O enfrentamento das mudanças climáticas é uma luta que a humanidade está travando contra si mesma na busca de um modelo de desenvolvimento sustentável. E, por enquanto, não está se saindo muito bem nisso. "Estamos contra as cordas e atordoados", diz o advogado de Direito Internacional Eduardo Felipe Matias, autor do livro A Humanidade Contra as Cordas (Paz e Terra), lançado nesta terça-feira, 8, em São Paulo. A boa notícia é que não vai ser fácil, mas ainda dá tempo de virar o jogo, diz ele.

A entrevista é de Herton Escobar, publicada pelo jornal O Estado de S. Paulo, 07-04-2014.

Eis a entrevista.

O título do livro faz uma analogia com uma luta de boxe. Em que estágio estamos dessa luta, e como estamos nos saindo?

A analogia é exatamente essa; estamos contra a cordas e atordoados, especialmente porque fomos nós mesmos que nos colocamos nessa situação complicada. Se você parar para pensar quem é o vilão nessa história, ele é todo o nosso modelo econômico de sociedade. Estamos diretamente inseridos nisso, e não há como fugir (dessa responsabilidade). Há uma inércia muito grande que precisa ser combatida. A tendência é que essa inércia prevaleça e a gente continue a fazer as coisas do mesmo jeito, até porque isso favorece os grupos já dominantes nessas circunstâncias.

Qual é a responsabilidade dos indivíduos nessa luta?

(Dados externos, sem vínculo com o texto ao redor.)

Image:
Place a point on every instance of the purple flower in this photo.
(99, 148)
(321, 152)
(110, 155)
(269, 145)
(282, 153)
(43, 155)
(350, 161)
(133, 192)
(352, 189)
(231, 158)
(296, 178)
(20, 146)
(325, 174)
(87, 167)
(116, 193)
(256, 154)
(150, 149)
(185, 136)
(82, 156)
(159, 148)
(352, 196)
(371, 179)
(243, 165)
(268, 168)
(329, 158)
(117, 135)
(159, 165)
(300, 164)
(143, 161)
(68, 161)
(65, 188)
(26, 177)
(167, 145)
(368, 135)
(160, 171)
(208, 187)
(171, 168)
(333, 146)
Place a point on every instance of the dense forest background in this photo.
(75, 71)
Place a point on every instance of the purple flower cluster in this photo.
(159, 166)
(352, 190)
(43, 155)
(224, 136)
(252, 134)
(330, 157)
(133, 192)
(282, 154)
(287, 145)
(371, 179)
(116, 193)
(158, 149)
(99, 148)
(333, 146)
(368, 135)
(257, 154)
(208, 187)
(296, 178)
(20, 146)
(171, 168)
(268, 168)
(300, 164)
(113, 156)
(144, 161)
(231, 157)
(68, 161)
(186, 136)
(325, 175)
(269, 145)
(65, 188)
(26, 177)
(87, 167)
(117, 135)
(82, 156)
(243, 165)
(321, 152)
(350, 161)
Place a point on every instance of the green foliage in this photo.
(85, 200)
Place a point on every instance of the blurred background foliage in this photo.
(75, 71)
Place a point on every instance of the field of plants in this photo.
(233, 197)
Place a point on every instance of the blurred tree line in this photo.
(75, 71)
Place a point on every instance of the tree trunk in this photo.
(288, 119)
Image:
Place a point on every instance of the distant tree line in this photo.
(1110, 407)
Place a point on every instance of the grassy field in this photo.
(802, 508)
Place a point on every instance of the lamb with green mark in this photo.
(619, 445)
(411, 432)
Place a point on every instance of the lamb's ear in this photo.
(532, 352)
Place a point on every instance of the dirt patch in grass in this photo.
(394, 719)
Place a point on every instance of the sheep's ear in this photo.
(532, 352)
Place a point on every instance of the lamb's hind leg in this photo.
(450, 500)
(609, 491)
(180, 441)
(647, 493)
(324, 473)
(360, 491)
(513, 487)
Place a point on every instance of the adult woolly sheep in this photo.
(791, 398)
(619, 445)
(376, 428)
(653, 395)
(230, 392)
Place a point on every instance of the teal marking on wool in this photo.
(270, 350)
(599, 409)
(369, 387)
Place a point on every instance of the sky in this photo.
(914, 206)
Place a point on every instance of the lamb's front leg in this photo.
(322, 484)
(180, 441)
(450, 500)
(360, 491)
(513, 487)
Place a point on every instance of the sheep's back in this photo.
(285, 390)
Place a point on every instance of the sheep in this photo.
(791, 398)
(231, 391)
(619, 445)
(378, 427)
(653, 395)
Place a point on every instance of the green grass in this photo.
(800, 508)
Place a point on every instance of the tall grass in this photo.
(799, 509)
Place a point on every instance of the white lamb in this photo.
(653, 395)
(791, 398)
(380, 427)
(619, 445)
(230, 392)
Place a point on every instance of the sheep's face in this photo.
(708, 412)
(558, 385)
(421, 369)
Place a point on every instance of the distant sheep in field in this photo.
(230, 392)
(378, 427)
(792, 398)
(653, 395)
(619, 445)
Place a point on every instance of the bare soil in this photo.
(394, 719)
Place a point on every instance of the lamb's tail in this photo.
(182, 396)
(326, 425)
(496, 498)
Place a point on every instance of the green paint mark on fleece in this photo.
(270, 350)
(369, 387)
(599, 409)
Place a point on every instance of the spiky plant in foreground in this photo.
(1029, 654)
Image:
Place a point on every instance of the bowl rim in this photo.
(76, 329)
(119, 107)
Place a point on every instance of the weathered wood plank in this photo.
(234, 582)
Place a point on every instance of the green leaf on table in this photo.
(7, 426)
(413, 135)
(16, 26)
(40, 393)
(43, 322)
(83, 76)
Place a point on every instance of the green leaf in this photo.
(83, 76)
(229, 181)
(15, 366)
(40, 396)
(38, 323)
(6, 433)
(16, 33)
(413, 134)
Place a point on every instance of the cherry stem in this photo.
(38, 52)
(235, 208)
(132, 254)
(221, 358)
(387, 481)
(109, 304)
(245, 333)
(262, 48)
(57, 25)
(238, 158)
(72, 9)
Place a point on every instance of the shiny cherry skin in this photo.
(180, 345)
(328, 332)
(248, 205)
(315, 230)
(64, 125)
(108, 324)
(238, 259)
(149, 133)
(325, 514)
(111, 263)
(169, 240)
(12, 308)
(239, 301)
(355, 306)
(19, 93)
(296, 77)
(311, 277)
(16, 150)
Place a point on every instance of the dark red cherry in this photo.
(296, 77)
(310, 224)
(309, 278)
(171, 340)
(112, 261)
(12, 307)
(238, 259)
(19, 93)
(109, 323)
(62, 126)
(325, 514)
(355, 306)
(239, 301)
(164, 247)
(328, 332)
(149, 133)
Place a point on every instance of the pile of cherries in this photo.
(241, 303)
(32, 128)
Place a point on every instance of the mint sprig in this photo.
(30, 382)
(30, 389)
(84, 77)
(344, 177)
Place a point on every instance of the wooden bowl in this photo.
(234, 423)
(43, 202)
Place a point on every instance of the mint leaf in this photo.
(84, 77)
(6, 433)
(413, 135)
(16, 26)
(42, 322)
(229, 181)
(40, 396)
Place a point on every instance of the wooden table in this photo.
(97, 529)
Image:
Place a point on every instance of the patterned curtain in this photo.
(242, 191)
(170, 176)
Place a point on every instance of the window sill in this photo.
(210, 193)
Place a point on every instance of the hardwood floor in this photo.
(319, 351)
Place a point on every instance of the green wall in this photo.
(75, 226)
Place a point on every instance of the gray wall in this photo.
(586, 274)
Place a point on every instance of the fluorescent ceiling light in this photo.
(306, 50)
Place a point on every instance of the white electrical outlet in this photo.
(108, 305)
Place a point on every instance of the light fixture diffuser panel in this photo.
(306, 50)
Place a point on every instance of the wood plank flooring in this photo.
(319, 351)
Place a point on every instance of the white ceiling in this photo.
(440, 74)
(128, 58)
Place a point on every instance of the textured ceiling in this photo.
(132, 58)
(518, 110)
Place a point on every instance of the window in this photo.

Cada indivíduo é importante como uma parte desse sistema no qual estamos inseridos, seja como eleitores, como consumidores ou simplesmente como cidadãos. Então, nossa participação é fundamental. Nesse ponto eu faço um paralelo entre duas crises: a financeira e a ambiental. Uma conclusão que permeia todo o livro é que o principal problema que vivemos é o dos incentivos equivocados; incentivos de curto prazo, voltados para o lucro imediato. O consumidor tem o papel de pressionar as empresas e também de persuadi-las, porque a partir do momento que ele ganha consciência e começa a privilegiar empresas sustentáveis, ele manda uma mensagem para as outras empresas que aquilo é importante.

E as empresas?

As empresas têm um funil pela frente. Seja pela escassez de recursos seja pela pressão do consumo consciente, as empresas que saírem na frente e passarem primeiro por esse funil da sustentabilidade sairão na frente, com vantagens, enquanto que as passarem por último correrão risco até de perecer.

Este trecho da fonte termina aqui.